I have taken up walking seriously for the first time in my life. I have heard the multi-benefits of good health and less stress from do-gooders for years, yet only a fraction of those experts walk themselves (take their own advice)! My initiation is not related at all to that easy to give advice. I tried a number times in the past but couldn’t muster getting beyond three attempts in a row. In fact, “every time I heard the dirty word ‘exercise’ voiced, I wash my mouth out with chocolate.”
This time it was my way – walking at night after Kenny’s store closed and about 9 pm. The roads are deserted in this sleepy town. I was hesitant at first to do it alone. I thought it might be like going to a movie by myself: “Why is everybody looking at me? I could have brought a girlfriend or friend with me if I wanted to!” I was first to dart from the theatre seconds before the closing credits started.
Walking began earlier in January and I swear every night was colder than the one before. It wasn’t a marathon, only around a block to this point. The key was to get out consistently, not the actual distance. I did miss one night when it was over 30 degrees below. I stepped out and quickly back in.
I never doubted that studies showing that people are much more creative when they are walking as opposed to just sitting still. I composed this column in my mind while doing one walk. I’ve noticed other folks walking day after day but it is still a small margin of the potential people who give walking advice to others. Many were fair-weather walkers, absent in extreme hot or freezing weather. I figure I’m ahead of the game having survived our cold January.
We all want to feel grounded and content. Regardless of how much we have, it can feel like something’s missing especially during this ongoing pandemic. It’s natural for a longing for something more to come about.
Social science research shows that most people possess something that’s called optimistic bias or the tendency to think that things will turn out better than perhaps they actually do. This bias is what gets us moving forward instead of staying stagnant.
The challenge arrives when you struggle to ignore this mindset. That’s where meditation comes in to help. Meditation is a set of techniques intended to encourage a heightened state of awareness and focused attention on the present moment.
What Is Walking Meditation? It is a moving meditation from the Buddhist tradition. And I intend to pursue it by means of consistent walks. In essence, keeping my eyes open while using this experience of walking as the focal point until learning to breathe without effort.
When moving instead of sitting, you will feel sensations in your body – your feet repeatedly touching the ground, your arms gently swinging back and forth, and so on.
It comes with an array of other advantages for your health and well-being. Connecting the mind and body to the present moment is the biggest benefit. As well, there is reduced anxiety, improved concentration and an overall healing.

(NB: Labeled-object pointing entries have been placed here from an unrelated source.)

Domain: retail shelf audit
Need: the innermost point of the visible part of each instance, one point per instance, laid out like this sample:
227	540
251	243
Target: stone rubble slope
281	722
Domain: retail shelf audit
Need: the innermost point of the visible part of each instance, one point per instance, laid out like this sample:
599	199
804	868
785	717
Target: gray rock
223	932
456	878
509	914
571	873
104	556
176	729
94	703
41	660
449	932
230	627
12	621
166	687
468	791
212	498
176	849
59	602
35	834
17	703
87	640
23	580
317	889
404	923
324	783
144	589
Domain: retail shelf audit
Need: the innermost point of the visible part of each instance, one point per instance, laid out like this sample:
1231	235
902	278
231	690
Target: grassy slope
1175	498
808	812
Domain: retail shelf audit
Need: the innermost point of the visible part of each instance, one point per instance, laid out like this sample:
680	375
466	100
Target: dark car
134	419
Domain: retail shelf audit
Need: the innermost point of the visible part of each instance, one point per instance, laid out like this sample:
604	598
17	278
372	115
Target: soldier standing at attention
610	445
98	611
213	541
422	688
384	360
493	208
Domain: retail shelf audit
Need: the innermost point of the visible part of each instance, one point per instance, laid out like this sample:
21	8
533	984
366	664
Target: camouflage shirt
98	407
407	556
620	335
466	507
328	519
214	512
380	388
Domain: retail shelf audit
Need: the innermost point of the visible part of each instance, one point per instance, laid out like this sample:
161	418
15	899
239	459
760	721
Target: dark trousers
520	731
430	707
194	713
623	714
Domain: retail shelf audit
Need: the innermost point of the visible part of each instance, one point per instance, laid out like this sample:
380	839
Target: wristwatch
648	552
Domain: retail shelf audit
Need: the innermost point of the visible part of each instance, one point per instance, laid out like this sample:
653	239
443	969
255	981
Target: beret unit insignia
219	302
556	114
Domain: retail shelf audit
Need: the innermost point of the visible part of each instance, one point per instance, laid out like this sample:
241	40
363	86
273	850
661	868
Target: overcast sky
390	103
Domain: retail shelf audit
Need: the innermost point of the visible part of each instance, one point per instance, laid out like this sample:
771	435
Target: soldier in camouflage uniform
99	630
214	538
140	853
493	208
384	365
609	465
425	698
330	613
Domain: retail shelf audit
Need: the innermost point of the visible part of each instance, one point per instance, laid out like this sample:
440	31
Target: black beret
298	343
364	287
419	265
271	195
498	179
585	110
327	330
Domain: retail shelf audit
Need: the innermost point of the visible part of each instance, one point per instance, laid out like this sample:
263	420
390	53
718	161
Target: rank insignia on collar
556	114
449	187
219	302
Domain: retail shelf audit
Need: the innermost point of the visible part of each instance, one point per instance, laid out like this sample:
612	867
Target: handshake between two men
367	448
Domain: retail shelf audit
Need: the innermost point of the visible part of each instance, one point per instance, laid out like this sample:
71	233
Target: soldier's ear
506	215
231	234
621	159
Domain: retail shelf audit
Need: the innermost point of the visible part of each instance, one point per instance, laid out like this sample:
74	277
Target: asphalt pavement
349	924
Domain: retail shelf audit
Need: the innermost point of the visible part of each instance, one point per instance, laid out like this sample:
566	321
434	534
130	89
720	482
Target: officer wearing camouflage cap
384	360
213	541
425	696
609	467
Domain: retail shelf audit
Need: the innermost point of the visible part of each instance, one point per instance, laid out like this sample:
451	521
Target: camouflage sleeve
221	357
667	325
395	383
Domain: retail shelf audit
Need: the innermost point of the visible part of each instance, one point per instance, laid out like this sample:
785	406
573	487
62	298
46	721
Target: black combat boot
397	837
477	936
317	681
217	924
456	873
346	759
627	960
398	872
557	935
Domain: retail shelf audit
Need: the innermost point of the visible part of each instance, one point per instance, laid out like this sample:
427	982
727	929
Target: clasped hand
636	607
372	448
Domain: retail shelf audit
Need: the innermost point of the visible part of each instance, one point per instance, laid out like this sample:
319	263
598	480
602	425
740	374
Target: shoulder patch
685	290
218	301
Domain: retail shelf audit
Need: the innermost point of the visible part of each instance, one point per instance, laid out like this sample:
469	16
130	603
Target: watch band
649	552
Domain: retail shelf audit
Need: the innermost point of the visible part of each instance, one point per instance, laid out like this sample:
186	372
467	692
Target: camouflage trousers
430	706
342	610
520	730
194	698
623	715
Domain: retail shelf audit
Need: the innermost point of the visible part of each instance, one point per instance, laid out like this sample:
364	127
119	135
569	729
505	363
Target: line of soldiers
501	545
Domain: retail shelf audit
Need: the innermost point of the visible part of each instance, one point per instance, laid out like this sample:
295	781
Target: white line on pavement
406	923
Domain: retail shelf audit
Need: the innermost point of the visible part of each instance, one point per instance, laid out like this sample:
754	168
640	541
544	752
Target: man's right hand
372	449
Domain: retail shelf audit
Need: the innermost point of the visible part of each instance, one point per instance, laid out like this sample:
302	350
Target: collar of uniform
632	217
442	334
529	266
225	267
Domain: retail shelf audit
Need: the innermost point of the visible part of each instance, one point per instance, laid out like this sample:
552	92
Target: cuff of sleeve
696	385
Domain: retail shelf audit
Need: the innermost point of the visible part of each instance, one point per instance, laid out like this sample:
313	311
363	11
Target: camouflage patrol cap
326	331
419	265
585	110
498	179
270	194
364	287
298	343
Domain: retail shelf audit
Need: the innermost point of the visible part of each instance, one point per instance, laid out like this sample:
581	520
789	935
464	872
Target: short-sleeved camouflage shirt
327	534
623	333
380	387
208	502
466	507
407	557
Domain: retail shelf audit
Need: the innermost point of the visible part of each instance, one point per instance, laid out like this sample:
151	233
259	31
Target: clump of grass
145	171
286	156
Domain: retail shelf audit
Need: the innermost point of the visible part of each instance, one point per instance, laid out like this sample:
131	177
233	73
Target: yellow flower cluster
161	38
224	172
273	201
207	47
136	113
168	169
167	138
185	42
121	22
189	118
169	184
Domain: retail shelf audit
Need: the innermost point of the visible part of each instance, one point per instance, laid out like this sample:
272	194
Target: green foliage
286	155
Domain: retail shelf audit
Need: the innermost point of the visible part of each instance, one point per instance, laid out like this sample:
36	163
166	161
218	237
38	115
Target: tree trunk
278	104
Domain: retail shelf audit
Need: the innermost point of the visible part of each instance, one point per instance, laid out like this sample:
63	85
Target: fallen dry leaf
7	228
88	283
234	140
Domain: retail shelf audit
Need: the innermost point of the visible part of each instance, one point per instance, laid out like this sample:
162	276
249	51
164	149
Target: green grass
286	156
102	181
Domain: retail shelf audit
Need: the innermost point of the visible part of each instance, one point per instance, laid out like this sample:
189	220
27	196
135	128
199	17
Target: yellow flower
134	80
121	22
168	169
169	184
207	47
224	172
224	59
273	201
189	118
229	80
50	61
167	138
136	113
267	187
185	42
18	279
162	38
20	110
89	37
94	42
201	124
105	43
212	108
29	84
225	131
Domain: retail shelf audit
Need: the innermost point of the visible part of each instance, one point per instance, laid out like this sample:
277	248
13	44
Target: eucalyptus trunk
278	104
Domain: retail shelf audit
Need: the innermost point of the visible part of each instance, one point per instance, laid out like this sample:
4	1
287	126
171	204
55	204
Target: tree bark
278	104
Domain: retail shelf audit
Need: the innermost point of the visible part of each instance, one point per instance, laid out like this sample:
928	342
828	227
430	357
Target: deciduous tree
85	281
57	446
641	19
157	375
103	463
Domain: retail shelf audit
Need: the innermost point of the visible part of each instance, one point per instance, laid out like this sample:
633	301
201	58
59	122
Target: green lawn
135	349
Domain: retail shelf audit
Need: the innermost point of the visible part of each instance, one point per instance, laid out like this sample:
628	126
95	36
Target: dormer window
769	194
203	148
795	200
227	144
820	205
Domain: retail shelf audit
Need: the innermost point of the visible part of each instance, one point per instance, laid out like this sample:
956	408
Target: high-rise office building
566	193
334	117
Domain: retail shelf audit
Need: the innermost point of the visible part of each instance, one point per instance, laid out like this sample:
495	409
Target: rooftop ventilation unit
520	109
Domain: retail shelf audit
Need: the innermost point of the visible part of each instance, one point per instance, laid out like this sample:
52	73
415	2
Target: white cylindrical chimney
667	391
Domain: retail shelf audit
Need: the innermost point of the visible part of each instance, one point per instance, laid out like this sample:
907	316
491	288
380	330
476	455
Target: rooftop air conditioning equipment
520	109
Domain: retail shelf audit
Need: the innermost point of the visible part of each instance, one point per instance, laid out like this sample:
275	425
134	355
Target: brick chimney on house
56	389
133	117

Mindful walking is not the destination, it’s the journey. You aren’t trying to get anywhere. You’re already there.
Actually the toughest part of Walking Meditation is to truly let go and just walk and breathe. The outcome is completely up to you.
There is instructions to show how to stand, eyes focusing ahead of you as you begin to walk slowly. Then awareness of sensations in your feet and noticing the rhythm of them. Continue to focus on your steps and breath. As the practice ends, gently halt. Take a few deep breaths, do a body scan, and observe how you feel. You likely will experience more grounded and connected to the present.
My intention in the near future is to extend my walks, concentrating on the techniques of walking meditation until they become second nature.
Walking for me will never become an outdoor stroll taken with no real purpose, no direction or just a vague desire to be seen outdoors again after avoiding it for years.